When it comes to college sports, what comes to mind is March Madness, bowl games, 80,000 fans at Lane Stadium as ESPN televises Miami vs. Virginia Tech in primetime. It’s simple to follow the scores and highlights day-to-day for Kentucky basketball compared to a Div. III school or a sport out of the big lights.
Think of the NCAA “we’re going pro in something other than sports” commercials throughout all the March basketball. Not only are most of the college student-athletes not going pro in their given sport, most know “going pro” isn’t even a possibility in their sport before they start as freshmen.
Ever heard of professional field hockey, or professional crew? Even for sports, take softball and lacrosse, which are televised and popularized more and more given the likes of ESPNU and more media outlets, the pro leagues are either fledgling or on the edge of existence.
If there is a pro softball team in need of a big bat starting in the 2012 season, it’s hard to imagine a better draft choice than Nansemond River alum Charae Rice, at least judging by the crazy numbers she has at Benedict College this spring.
Benedict’s a small school in Columbia, S.C. Rice, a junior, leads NCAA Division II in batting average at .545 through 40 games this season and she’s among the best in the nation with a .604 on-base percentage. Rice is leading the nation in doubles and close to it in triples and homers.
Kyle Jett, a senior at Hampden-Sydney, was an outstanding athlete, in football, basketball and lacrosse, for Nansemond-Suffolk.
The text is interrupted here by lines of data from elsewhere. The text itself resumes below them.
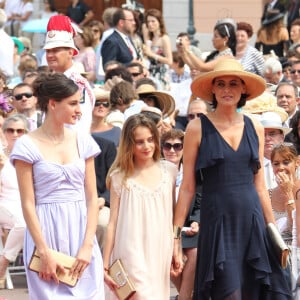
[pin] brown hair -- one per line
(286, 151)
(124, 161)
(246, 27)
(153, 12)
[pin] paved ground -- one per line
(20, 290)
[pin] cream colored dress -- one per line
(144, 239)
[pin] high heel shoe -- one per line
(2, 283)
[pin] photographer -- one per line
(183, 39)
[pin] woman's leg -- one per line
(188, 274)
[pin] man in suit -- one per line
(118, 46)
(272, 6)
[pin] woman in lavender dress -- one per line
(56, 176)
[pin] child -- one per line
(141, 210)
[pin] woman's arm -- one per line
(259, 179)
(187, 189)
(195, 62)
(84, 254)
(25, 182)
(110, 235)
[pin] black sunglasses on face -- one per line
(104, 104)
(177, 146)
(20, 96)
(193, 116)
(12, 130)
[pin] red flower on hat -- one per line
(60, 23)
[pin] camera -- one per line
(178, 41)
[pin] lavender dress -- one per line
(61, 209)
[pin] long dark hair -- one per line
(224, 30)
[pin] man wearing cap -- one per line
(274, 135)
(118, 46)
(6, 53)
(287, 98)
(25, 103)
(60, 49)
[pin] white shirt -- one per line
(181, 93)
(6, 53)
(269, 174)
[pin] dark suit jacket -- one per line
(277, 5)
(102, 164)
(115, 48)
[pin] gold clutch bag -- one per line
(64, 259)
(279, 246)
(126, 287)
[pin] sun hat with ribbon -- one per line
(272, 17)
(272, 120)
(165, 101)
(60, 33)
(203, 84)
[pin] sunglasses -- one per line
(193, 116)
(12, 131)
(295, 71)
(104, 104)
(136, 74)
(20, 96)
(177, 146)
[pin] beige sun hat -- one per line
(101, 93)
(202, 85)
(165, 101)
(272, 120)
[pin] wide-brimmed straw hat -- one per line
(272, 17)
(165, 101)
(272, 120)
(203, 84)
(101, 93)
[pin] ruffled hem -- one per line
(263, 266)
(256, 256)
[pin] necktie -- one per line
(130, 46)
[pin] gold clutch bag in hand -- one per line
(120, 276)
(64, 259)
(279, 246)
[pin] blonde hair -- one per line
(124, 161)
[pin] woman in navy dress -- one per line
(235, 259)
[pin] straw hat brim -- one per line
(165, 101)
(202, 85)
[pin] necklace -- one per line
(51, 138)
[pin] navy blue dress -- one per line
(234, 254)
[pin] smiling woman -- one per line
(226, 149)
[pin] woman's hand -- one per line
(177, 260)
(50, 268)
(83, 259)
(194, 229)
(285, 183)
(110, 282)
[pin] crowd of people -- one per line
(114, 147)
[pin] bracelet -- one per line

Rewriting the lacrosse record books at Hampden-Sydney, a school with a long and proud lacrosse tradition, is a level probably only Jett himself would’ve guessed though.
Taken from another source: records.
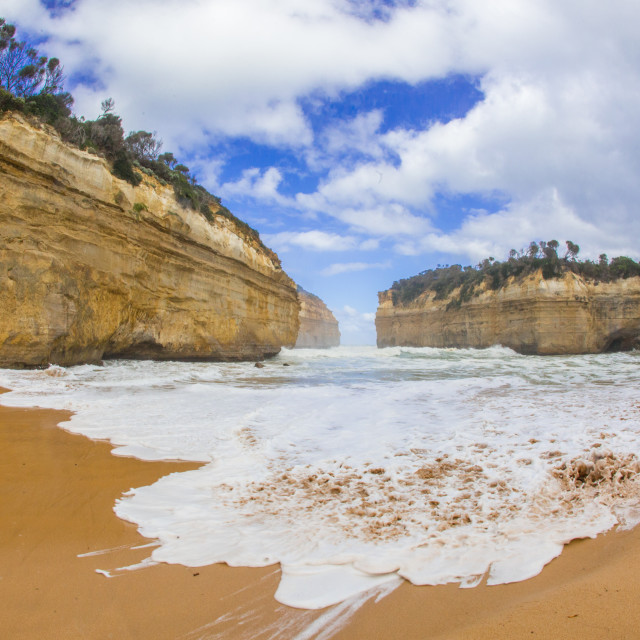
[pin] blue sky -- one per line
(369, 140)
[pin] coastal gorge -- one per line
(318, 326)
(94, 267)
(565, 312)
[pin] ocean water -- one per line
(355, 468)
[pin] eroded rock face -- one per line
(533, 316)
(318, 326)
(95, 268)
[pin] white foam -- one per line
(353, 466)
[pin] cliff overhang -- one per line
(97, 268)
(532, 315)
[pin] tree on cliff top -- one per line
(493, 274)
(23, 71)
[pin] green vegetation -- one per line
(539, 256)
(33, 85)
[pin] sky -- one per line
(369, 140)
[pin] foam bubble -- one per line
(352, 467)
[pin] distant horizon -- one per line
(368, 140)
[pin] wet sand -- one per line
(57, 492)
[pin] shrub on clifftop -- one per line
(494, 274)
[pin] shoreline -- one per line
(58, 490)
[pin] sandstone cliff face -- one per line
(95, 268)
(318, 326)
(533, 316)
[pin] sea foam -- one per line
(356, 467)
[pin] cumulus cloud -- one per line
(555, 138)
(356, 327)
(315, 240)
(350, 267)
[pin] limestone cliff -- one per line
(93, 267)
(318, 326)
(568, 315)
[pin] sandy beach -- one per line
(57, 492)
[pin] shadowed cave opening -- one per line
(622, 341)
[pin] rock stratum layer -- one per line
(93, 267)
(318, 326)
(568, 315)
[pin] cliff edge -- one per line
(318, 326)
(96, 268)
(533, 315)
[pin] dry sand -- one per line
(57, 492)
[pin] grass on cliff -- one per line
(37, 92)
(490, 273)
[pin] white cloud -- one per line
(356, 327)
(315, 240)
(261, 185)
(557, 133)
(350, 267)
With hopefully a few more games, including NCAA Tournament games, left in his HSC career, Jett has the single-season record for points by a midfielder and is second all-time in the program’s history in career points by a midfielder.
Then there are lofty achievements aside from the playing field. Two elite examples are Lakeland’s Kelsey Cutchins and Nansemond-Suffolk’s Joe DiRenzo IV.
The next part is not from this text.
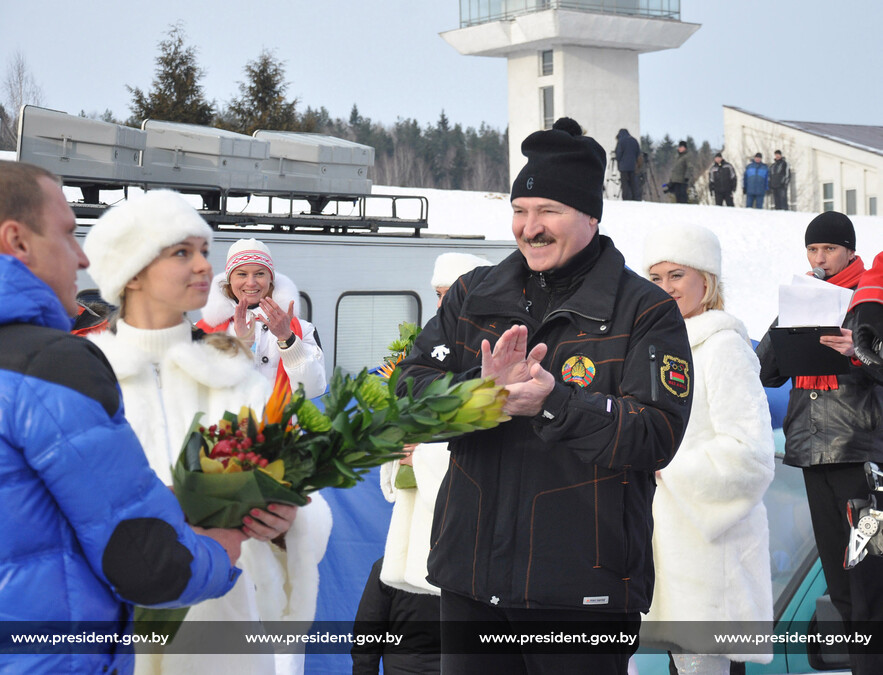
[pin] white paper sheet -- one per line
(808, 301)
Cutchins, a senior at James Madison, is a two-time All-American, not only in that she’s been an All-American goalkeeper for JMU’s field hockey team twice, but she’s also an All-American academic award winner by multiple organizations. Earlier this month, she was named JMU’s Female Scholar Athlete of the Year for the second straight school year. Not only do her academic accomplishments come while excelling for JMU’s field hockey program, but also while being on the U.S. under-21 national team for much of her JMU career.
DiRenzo never competed in crew and hardly knew what it was before going from NSA to the U.S. Coast Guard Academy four years ago.
Along with the time and energy put into excelling in a brand new sport, and crew dictates nothing but tons of energy and work, DiRenzo has earned a Fulbright Scholarship for his studies in Mechanical Engineering and for a Master’s in Renewable Energy Science.
During his junior year, worked to bring a renewable energy system to a Haitian orphanage that previously relied on a struggling generator. During his Master’s studies, DiRenzo will be working on bringing hydrogen fuel cells to power some systems on Coast Guard vessels.
And as for his new sport, DiRenzo is on the eight-man first varsity boat for the USCGA this spring.